Natalia Mehlman Petrzela
From Wikipedia, the free encyclopedia
Natalia Mehlman Petrzela | |
|---|---|
| Alma mater | |
| Scientific career | |
| Fields | |
| Institutions | The New School |
Natalia Yael Mehlman Petrzela is an American historian, specializing in the politics and culture of the modern United States. She is Associate Professor of History at The New School. Petrzela is also a history communicator who frequently writes pieces about American history in popular media outlets, co-hosts the Past Present podcast, and has created or been featured in educational videos for The History Channel and C-SPAN.
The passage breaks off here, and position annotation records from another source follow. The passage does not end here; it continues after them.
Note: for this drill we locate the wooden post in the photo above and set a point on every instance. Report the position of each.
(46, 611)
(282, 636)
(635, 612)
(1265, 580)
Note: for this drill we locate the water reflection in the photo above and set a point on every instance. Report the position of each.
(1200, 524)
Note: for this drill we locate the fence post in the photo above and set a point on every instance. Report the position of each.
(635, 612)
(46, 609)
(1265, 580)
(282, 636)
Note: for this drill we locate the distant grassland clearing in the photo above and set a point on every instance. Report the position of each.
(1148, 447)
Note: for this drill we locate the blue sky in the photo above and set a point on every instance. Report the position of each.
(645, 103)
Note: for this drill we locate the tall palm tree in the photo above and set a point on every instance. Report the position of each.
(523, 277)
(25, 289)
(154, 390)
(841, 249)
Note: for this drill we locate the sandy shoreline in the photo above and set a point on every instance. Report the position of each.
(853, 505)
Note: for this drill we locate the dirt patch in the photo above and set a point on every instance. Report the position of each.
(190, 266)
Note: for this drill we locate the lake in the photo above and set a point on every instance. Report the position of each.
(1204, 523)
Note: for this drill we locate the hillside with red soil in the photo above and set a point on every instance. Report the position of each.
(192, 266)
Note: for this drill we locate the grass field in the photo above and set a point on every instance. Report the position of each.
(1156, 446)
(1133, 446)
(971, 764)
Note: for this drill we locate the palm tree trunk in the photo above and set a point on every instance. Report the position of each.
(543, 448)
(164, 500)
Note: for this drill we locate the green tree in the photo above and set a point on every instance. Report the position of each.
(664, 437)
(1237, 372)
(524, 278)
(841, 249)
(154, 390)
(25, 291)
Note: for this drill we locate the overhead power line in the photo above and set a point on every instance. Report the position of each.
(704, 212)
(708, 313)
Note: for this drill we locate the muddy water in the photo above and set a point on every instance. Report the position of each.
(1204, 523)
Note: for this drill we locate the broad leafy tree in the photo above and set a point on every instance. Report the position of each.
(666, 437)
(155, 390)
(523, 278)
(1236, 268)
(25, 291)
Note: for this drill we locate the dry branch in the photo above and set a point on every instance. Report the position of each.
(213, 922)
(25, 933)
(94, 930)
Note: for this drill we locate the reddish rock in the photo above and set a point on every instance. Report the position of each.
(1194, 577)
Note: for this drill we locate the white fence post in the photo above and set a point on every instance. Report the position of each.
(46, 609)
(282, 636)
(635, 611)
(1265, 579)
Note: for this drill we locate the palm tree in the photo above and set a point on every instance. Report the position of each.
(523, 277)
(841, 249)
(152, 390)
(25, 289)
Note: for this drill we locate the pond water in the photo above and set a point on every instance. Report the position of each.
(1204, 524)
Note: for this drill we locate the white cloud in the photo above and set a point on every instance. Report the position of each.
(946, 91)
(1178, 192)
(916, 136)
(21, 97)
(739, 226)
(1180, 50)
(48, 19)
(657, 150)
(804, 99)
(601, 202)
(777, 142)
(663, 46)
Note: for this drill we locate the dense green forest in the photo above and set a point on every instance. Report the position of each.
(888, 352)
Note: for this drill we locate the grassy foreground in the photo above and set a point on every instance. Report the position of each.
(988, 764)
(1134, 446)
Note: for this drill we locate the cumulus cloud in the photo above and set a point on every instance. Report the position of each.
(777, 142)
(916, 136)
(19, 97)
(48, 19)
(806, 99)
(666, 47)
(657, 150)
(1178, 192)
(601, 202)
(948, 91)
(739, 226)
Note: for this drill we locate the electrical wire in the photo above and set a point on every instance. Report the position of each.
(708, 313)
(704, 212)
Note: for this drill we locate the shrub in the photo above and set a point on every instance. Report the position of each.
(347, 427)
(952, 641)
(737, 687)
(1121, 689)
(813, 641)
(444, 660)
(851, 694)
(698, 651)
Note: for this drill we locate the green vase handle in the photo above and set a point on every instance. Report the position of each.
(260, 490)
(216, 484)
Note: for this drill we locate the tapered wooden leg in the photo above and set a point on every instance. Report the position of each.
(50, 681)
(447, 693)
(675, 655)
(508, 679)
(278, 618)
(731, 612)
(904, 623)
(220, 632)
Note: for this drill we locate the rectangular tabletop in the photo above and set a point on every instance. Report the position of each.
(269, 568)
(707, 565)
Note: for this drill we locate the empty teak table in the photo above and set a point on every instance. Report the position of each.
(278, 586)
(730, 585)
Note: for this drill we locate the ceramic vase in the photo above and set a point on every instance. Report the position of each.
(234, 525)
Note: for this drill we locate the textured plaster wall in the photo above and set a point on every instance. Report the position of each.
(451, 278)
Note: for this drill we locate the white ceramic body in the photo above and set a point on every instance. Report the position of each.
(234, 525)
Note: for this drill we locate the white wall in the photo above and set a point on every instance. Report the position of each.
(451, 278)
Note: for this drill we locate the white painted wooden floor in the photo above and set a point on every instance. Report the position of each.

Petrzela is of Jewish and Argentine descent.[1] She attended Columbia University, graduating with a BA degree in history in 2000.[2][3] She began to work as an investment banking analyst, and then in 2001 she became a Spanish teacher[2] at a public school in New York City.[4] After a year, she attended graduate school at Stanford University, where she obtained an MA in history in 2004 and a PhD in history in 2009.[2] After graduating in 2009, she joined the history faculty at The New School.[2]
Research
In 2015, Petrzela published the book Classroom Wars: Language, Sex, and the Making of Modern Political Culture.[5] In Classroom Wars, Petrzela studies the controversies over the inclusion of sex education and Spanish language bilingual education in California schools from the mid-1960s through the 1980s.[6] She connects these issues to the popular sentiment against property tax in California and the state's rightward trend during the 1970s, culminating in the passage of the 1978 California Proposition 13.[7] Classroom Wars is divided into two sections, with the first detailing the fight over sex education and the second devoted to the fight over Spanish language education, and employs primary sources that include newspapers, lesson plans, school board minutes, and course evaluations.[8] Within each section, the book is largely structured as a chronology of the fight over these educational topics, but also includes micro-history analyses in California communities including Anaheim, San Francisco, San Jose, and San Mateo.[9] Classroom Wars was particularly noted for combining two subjects that might appear to be dissimilar, namely sex education and Spanish language education,[10] in contrast to the large proportion of the scholarship on American education in the 1960s and 1970s that has been characterised as focusing narrowly on major individual topics in the context of school desegregation with less attention to how those topics interact with each other.[7] Classroom Wars was published in a paperback edition in 2017.[11]
Petrezela's second book is Fit Nation: How America Embraced Exercise as the Government Abandoned It (2023).[2][12][13][14]